This volume weaves a rich tapestry of Jewish life in Morocco in pre-colonial, colonial, and post-colonial times. Topics include the role played by Jewish exiles from the Iberian Peninsula; Jewish-Muslim relations; and interaction with the French during the Protectorate (1912–1956). Developments in popular religion, folklore, poetry, music, liturgy, and law make this volume a fascinating introduction to the history and culture of this important and diverse community in the Islamic world.
Two thrusts have enriched the study of North African Jewish communities in recent decades. One is the deepening grasp of how scholarly, mystical, and liturgical developments in other Jewish centers were absorbed, preserved, and cultivated in the Maghreb. Second is the expanding appreciation of how Muslim society—both as the empowered majority and as quotidian neighbors—interpenetrated Jewish life. Jews and Muslims in Morocco weaves together these perspectives, providing a striking tapestry that both enhances our knowledge and invites continued research.

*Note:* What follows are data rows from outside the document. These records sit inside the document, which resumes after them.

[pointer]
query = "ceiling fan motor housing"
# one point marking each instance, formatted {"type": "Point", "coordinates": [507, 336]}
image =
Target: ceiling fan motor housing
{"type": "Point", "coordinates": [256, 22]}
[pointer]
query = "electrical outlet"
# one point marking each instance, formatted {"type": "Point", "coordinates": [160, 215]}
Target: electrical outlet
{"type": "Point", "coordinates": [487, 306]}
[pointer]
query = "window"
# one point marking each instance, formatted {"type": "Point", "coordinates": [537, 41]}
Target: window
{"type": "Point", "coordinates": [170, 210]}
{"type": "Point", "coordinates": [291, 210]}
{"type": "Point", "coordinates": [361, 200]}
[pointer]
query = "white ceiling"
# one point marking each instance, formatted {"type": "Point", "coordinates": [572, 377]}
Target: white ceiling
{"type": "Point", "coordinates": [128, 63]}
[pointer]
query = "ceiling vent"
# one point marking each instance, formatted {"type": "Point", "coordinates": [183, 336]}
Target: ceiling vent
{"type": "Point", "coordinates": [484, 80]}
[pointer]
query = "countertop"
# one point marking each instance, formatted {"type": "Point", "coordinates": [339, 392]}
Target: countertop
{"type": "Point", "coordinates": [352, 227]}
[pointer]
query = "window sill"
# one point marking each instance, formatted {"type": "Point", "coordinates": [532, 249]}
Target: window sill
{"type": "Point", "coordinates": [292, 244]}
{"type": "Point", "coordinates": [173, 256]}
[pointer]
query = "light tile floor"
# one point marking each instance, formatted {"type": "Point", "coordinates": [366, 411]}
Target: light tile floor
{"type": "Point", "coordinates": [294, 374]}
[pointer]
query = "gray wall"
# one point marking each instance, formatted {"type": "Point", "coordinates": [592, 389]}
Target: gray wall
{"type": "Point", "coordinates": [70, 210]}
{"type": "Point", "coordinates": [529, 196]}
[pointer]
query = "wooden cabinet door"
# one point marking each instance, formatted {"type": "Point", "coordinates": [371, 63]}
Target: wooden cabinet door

This collection of studies by some of the world’s leading scholars from a variety of disciplines offers a wide-ranging peregrination through Moroccan Jewish history and culture and its intricate and complex connection with the surrounding Islamic Arab and Berber cultural matrix. Readers are provided with in-depth, nuanced expositions of social and political interaction between Moroccan Jews and non-Jews and their shared cultural elements of language, literature, music, and popular beliefs and practices. It is a welcome addition to the growing literature on what was once the world’s largest non-Ashkenazi Jewish community with a unique and rich cultural heritage.